Astin Mbaye

Personal information
- Full name: Astin Mohammet Zaehb Mbaye
- Date of birth: March 5, 2009 (age 17)
- Place of birth: New York City, United States
- Position: Defender

Team information
- Current team: AC Milan U19

Youth career
- Cedar Stars Rush
- 0000–2025: New York Red Bulls
- 2025–: AC Milan

International career^{‡}
- Years: Team / Apps / (Gls)
- 2023–2024: United States U15 / 6 / (1)
- 2025–: United States U17 / 8 / (1)

= Astin Mbaye =

American soccer player (born 2009)

Astin Mohammet Zaehb Mbaye (born March 5, 2009) is an American soccer player who plays as a defender for the under-19 team (Campionato Primavera 1) of club AC Milan. He is an American youth international.

==Early life==
Mbaye was born on March 5, 2009, in New York City, United States, and is of Senegalese descent through his father. Growing up in New Jersey, United States, he has regarded Brazil international Thiago Silva as his football idol.

==Club career==
As a youth player, Mbaye joined the youth academy of American side Cedar Stars Rush. Subsequently, he joined the youth academy of American Major League Soccer side New York Red Bulls.

In 2025, he joined the youth academy of Serie A side AC Milan, with the intention for him to develop further and eventually progress with the reserve team Milan Futuro, signing his first professional contract.
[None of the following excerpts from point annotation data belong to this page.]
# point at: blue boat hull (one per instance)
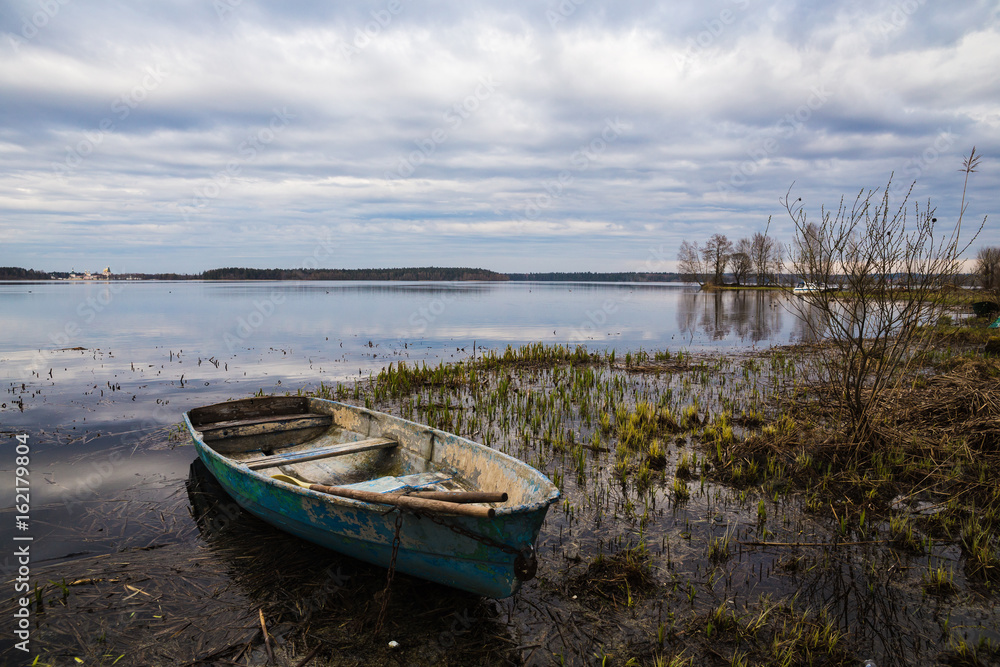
(463, 553)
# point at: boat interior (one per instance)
(289, 436)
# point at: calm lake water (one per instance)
(98, 376)
(152, 350)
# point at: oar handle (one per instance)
(462, 496)
(400, 500)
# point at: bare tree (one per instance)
(716, 255)
(740, 263)
(988, 270)
(766, 255)
(892, 265)
(689, 263)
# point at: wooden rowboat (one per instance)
(340, 476)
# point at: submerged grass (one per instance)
(736, 476)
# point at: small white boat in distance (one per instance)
(810, 288)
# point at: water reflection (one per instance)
(754, 317)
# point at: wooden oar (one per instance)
(397, 499)
(461, 496)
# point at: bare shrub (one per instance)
(892, 269)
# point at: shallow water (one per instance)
(111, 472)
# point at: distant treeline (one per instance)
(17, 273)
(591, 277)
(416, 273)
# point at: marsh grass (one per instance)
(631, 438)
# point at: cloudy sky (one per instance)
(515, 136)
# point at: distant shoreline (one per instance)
(434, 274)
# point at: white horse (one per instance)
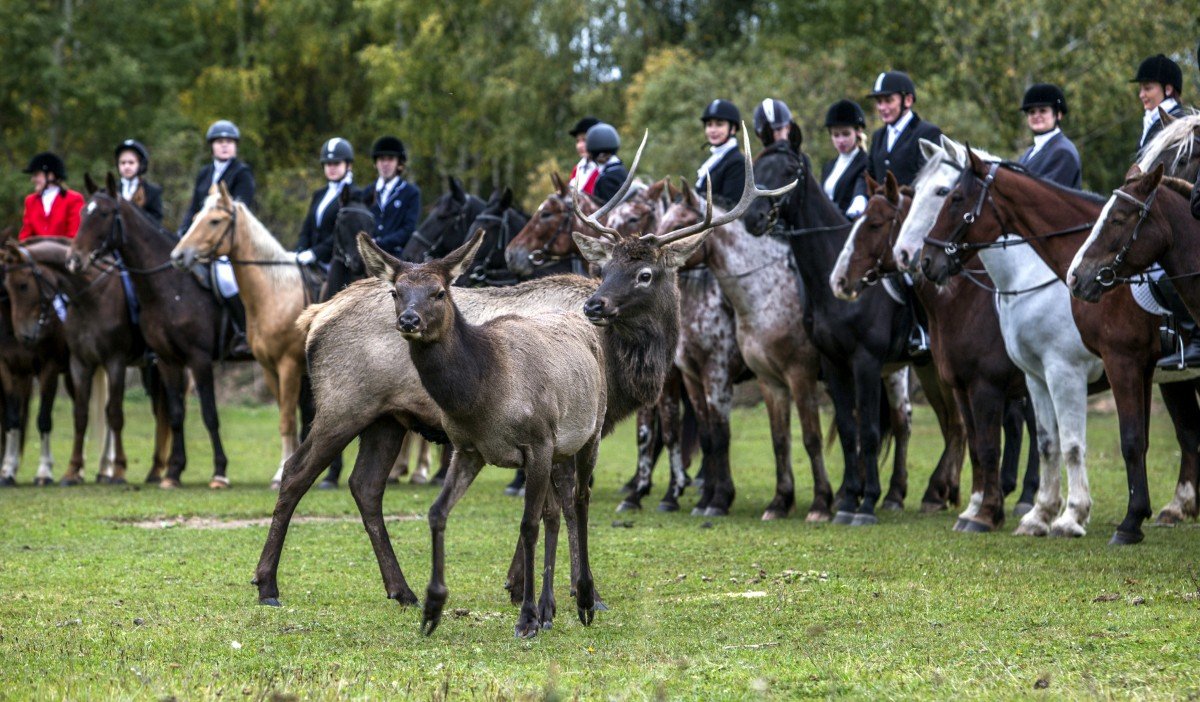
(1041, 337)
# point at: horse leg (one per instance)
(1045, 507)
(900, 412)
(463, 469)
(1181, 403)
(299, 474)
(779, 414)
(377, 450)
(868, 400)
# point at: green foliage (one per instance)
(485, 89)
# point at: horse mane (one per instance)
(1179, 136)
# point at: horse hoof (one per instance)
(864, 520)
(1126, 539)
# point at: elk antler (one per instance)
(594, 219)
(750, 192)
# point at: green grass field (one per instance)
(97, 607)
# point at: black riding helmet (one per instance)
(1044, 95)
(137, 148)
(47, 162)
(723, 109)
(389, 145)
(1162, 70)
(845, 113)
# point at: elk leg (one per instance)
(462, 472)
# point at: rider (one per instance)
(603, 144)
(1159, 84)
(1053, 156)
(52, 209)
(132, 161)
(223, 137)
(397, 203)
(585, 173)
(843, 177)
(895, 145)
(316, 243)
(724, 165)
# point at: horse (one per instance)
(447, 225)
(101, 335)
(970, 358)
(181, 322)
(857, 340)
(28, 354)
(274, 291)
(756, 276)
(995, 198)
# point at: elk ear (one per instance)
(378, 262)
(598, 251)
(928, 149)
(677, 253)
(460, 259)
(892, 189)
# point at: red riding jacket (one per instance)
(63, 220)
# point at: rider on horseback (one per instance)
(397, 203)
(895, 147)
(843, 177)
(1053, 156)
(725, 165)
(132, 161)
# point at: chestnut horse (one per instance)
(995, 198)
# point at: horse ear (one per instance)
(892, 189)
(379, 263)
(796, 137)
(460, 259)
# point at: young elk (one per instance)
(523, 393)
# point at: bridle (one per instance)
(1108, 274)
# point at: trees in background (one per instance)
(485, 90)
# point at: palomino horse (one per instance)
(101, 336)
(180, 321)
(996, 198)
(970, 358)
(273, 288)
(857, 340)
(756, 276)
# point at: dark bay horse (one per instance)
(995, 198)
(857, 340)
(181, 322)
(967, 349)
(100, 334)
Italian news website Calcio Mercato wrote in 2025 that he "is one of the young prospects who is talked about most in the [United] States".

==International career==
Mbaye holds dual American and Senegalese citizenship, making him eligible to represent either nation. He is a United States youth international and has played for the United States boys' national under-15 soccer team. During the winter of 2023, he played for the United States boys' national under-15 soccer team at the UEFA Under-16 Development Tournament.

He was called-up with the United States men's national under-17 soccer team by head coach Gonzalo Segares for the friendly match against the Portugal national under-17 football team on 14 October 2025, which he started featuring full-time and scored the first goal of a 3–2 win for his team.